US grain markets struggled against the bearish influences of better weather and poor progress with China on a trade deal.
China introduced additional duties on corn, soybeans and ethanol as part of a US$75Bn retaliation package to the USA. An additional 5% import tax will be placed on soybeans taking the duty to 30%. Sorghum will see an additional 10% duty imposed, not exactly a bad thing for Australian growers if we get a crack at sorghum this year. China will impose a 10% tariff on US ethanol, wheat, soyoil and other feed products from December 15th. The Chinese will also re-introduce a 25% tariff on American cars.
Technical buying in US wheat futures helped support the market overnight. Soft red winter wheat was the main winner with HRW and Spring Wheat struggling to keep up. US wheat proved this week that it is priced well into the area’s it can compete so physical wheat values for US wheat are not a major problem at present. Offers out of the Black Sea were generally lower in overnight trade though.
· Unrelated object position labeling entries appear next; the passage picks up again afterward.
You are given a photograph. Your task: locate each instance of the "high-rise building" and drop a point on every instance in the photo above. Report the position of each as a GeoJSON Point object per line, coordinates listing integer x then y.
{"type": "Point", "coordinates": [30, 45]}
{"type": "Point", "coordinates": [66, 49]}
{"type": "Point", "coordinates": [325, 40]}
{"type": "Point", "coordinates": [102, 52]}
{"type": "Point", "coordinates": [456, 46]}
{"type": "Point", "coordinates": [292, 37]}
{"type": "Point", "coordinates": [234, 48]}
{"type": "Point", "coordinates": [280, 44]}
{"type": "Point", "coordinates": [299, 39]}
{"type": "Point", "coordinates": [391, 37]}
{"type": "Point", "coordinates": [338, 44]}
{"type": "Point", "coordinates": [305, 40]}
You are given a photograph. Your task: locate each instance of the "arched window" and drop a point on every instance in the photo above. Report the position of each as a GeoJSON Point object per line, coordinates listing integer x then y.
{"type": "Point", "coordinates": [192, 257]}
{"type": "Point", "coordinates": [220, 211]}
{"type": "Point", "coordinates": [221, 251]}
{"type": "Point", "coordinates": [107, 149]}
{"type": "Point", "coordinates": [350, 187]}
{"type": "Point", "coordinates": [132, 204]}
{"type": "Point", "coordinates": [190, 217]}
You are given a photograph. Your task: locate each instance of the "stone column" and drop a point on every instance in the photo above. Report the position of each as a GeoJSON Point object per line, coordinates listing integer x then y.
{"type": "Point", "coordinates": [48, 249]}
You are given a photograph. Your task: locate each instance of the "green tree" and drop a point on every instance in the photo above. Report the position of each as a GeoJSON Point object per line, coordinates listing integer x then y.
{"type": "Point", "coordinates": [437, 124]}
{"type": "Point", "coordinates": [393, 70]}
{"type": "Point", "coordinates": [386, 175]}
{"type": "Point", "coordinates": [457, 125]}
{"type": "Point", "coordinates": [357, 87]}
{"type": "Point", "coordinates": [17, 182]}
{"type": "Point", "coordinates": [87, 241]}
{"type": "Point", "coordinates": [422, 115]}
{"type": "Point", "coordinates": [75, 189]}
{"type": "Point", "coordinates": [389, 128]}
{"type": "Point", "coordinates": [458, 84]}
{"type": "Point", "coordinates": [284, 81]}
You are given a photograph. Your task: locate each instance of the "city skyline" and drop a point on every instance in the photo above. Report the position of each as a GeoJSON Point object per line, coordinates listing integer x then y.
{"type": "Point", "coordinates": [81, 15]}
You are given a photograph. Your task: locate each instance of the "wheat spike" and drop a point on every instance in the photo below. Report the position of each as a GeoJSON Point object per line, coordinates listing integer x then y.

It will be interesting to read the StatsCanada report next week and see if there is any life left in the market. Otherwise we may have a very flat international market leading into the northern winter.
Turkey is looking to buy 250kt of milling wheat. This is expected to be supplied from the Black Sea. In March Turkey picked up 290kt of high grade milling wheat at US$240.70 CIF, values this time around may be a little cheaper.